If a locality is permitting in-person meetings, then public hearings can proceed as previously conducted with a few extra precautions. Issuers can provide an opportunity for written comments to be submitted prior to the hearing as well as access to a public hearing via toll-free telephone numbers. Issuers must require any person attending an in-person public hearing to comply with any applicable mandate, for example, wearing a mask. Other guidelines encourage the posting of signs at entrances advising attendees not to enter if they have any symptoms of, or have had known exposure to someone with, COVID-19 as well as marking off six-foot increments establishing where individuals should stand or sit to maintain physical distance. Following the guidelines and mandates in the applicable jurisdiction ensures that a safe public hearing that meets the requirements under Arkansas law can be held.

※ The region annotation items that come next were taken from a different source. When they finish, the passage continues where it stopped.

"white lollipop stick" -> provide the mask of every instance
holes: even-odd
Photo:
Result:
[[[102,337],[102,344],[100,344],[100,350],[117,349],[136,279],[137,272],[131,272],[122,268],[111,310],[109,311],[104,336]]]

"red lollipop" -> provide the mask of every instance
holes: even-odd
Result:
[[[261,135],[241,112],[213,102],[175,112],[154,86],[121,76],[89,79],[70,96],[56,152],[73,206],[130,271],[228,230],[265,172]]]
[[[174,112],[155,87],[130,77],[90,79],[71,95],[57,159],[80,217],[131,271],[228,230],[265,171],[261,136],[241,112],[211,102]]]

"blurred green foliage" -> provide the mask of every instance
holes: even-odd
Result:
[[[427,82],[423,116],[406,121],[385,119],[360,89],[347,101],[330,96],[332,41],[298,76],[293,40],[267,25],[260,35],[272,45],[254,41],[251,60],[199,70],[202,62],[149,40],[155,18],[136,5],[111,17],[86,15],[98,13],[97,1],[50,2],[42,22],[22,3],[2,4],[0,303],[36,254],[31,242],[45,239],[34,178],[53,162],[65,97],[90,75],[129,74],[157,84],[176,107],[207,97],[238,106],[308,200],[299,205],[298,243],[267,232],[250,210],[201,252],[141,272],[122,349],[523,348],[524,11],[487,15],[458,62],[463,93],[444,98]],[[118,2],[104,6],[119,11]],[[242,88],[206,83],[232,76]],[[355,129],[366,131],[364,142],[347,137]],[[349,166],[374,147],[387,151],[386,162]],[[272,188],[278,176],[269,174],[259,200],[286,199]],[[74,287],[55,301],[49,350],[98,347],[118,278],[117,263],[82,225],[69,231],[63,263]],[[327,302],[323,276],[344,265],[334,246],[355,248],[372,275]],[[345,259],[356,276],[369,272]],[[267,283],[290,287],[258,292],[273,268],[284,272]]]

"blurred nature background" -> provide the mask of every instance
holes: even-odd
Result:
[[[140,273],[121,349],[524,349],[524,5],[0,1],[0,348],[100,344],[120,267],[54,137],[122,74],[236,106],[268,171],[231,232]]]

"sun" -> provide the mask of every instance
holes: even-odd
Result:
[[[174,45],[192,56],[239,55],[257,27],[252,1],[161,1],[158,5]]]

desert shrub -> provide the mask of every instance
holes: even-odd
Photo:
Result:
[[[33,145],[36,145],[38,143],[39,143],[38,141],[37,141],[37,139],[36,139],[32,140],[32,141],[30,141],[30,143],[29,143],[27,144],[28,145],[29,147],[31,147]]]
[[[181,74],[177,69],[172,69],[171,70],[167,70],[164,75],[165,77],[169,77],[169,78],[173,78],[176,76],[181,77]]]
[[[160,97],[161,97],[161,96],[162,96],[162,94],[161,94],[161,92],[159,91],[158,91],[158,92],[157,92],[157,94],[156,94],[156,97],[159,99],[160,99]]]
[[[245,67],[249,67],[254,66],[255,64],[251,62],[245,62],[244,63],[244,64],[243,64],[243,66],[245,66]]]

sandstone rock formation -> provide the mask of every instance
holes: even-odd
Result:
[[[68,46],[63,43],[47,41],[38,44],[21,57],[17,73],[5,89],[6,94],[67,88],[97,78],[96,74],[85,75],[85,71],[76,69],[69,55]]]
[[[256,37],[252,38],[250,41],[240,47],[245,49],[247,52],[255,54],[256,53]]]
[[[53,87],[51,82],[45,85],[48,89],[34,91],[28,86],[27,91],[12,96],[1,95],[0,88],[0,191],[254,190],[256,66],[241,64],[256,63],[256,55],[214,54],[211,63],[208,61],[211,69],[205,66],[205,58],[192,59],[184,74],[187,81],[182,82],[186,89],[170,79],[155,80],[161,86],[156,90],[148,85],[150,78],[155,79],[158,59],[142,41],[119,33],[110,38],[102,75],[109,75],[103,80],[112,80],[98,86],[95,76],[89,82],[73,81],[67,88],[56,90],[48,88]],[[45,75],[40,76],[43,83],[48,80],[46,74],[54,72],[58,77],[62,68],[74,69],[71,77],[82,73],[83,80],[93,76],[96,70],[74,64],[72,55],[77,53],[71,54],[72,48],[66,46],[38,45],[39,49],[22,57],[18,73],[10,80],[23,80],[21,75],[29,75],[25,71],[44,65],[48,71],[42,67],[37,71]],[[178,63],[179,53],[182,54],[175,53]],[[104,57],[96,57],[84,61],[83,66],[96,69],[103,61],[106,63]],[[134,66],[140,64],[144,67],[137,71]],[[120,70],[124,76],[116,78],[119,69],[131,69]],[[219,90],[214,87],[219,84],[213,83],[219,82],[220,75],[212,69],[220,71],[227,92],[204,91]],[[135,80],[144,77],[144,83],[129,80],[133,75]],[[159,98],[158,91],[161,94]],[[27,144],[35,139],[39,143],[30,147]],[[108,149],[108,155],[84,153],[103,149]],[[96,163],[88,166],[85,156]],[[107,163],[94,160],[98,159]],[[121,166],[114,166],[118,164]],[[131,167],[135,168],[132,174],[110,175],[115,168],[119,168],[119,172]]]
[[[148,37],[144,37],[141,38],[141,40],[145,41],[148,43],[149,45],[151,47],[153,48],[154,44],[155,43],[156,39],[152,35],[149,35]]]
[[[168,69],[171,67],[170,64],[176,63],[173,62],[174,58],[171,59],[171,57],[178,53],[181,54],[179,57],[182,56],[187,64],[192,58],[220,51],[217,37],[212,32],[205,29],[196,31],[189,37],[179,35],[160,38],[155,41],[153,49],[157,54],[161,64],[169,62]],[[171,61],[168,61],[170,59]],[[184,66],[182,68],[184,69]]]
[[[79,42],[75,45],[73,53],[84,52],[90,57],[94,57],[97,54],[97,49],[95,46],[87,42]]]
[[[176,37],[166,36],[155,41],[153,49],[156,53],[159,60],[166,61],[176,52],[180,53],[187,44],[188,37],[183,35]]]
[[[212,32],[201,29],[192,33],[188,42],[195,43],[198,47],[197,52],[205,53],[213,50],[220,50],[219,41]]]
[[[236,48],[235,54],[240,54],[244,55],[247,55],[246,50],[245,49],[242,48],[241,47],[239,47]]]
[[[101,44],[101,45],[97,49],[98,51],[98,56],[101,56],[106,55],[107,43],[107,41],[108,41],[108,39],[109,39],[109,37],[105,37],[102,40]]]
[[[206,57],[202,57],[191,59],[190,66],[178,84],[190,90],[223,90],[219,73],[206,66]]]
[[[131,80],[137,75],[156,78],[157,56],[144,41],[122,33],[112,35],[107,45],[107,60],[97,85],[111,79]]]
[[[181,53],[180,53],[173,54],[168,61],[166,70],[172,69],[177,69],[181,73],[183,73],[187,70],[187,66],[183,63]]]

Important Disclosure Requirements
Issuers with outstanding bonds frequently have an obligation to provide certain on-going disclosures. Disclosure requirements may include the filing of notices through the Electronic Municipal Market Access (EMMA) for situations caused by the pandemic’s effect on revenues and operations. Late annual filings of financial statements or delinquencies in principal and interest payments are obvious disclosures. Some non-payment related defaults, such as sales tax receipts or other revenues falling below a certain threshold, may also trigger a disclosure obligation. If an issuer takes advantage of resources related to COVID-19 relief that involve a repayment obligation, this may be a financial obligation that should be disclosed. Issuers should review their disclosure requirements and covenants with this in mind.
Requirement to Spend
For bonds recently issued to finance capital projects, issuers should remember that proceeds of the bonds need to be spent within certain time periods. On the date the bonds were issued, an issuer may have reasonably expected that at least 85 percent of the proceeds will be spent for the capital project within three years. Delays in spending proceeds of bonds issued before the pandemic may occur that result from supply chain disruptions, stay at home orders, or labor disruptions not reasonably expected when the bonds were issued and that may not be within the issuer’s control. While delays in spending resulting from these events should not be treated as a failure to comply with federal tax law, these occurrences should be documented and monitored. When issuing bonds in the midst of the pandemic, an issuer should work with bond counsel so that expectations and certifications made with respect to spending of bond proceeds are reasonable considering the pandemic and its possible effects on the capital project.
The COVID-19 pandemic is impacting all aspects of our lives, and municipal finance projects are not immune from these impacts. Being aware of potential impacts is the first step to ensuring compliance with the applicable laws and regulations as well as any covenants contained in the bond documents. Working with bond counsel can help issuers maintain compliance with these laws, regulations and covenants.